What is the most important part of a meditation practice? Most would say it is being present to your breath, focusing on a mantra, opening your heart to God, feeling connected to the Oneness that binds all of us together in the web of life.

But after years of dancing in, out and around having a consistent practice, I believe that the most important part is sitting down. First there is getting yourself to stop whatever you are doing and actually get your tush on the cushion. That part is huge, and one of the biggest obstacles most of us face.

And then there is the posture itself — relaxed yet upright, spine straight yet fluid, base firm and solid, hands resting lightly on the knees or thighs, eyes closed or half-closed with an unfocused gaze, shoulders down, face soft and jaw unclenched. It is a regal posture; you are saying with your body “Here I am, present and attentive to whatever shows up, whatever thoughts or sensations or emotions flash through my being.” It also says “Here I am, taking my place in the lineage of people who seek to know themselves and how their minds work, so we can relate to ourselves and others with more compassion, wisdom and grace.”

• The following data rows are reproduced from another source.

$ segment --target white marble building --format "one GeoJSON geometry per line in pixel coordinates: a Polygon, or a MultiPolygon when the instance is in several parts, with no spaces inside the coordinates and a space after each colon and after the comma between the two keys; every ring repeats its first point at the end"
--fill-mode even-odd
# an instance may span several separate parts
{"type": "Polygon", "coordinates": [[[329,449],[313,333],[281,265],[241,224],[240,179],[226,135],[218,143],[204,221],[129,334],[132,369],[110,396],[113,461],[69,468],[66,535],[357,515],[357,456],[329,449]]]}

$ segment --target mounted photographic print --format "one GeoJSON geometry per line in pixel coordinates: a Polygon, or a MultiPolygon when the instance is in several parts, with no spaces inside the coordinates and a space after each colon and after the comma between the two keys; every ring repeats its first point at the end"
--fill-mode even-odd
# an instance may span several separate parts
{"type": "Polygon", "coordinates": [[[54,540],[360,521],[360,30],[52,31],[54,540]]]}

Assuming the position on a fairly regular basis allows your muscles, bones and nervous system to acclimate to what that posture means. It allows cellular memory to build, so that even in your most unruly, agitated meditations, bringing awareness to your body brings you back to the task at hand. If the mind is indeed a monkey, swinging from branches and grabbing at bananas, then lightly touching into the sensation of our body in the meditative posture can slow the movement down and offer it an anchor.

So if you want to meditate but think you can’t, or are having trouble staying with the practice because your mind just WON’T…STOP…WHIRRING, forget about trying to meditate. Instead, make an appointment with yourself to sit for a few minutes every day; relaxed yet upright, spine straight yet fluid, base firm and solid, hands resting lightly on the knees or thighs, eyes closed or half-closed with an unfocused gaze, shoulders down, face soft and jaw unclenched. Take a regal posture.

Feel yourself suspended in space, either on your cushion or on a chair, embodying the solid, compassionate posture of a meditator.  Pay attention to your breath as it moves in and out of your lungs, and let your awareness connect gently with the feel of your tush and legs as they contact the seat, or your hands as they rest on your thighs. Your body holds much wisdom and a huge capacity for sense memory. Train it to carry you to where you think you cannot go.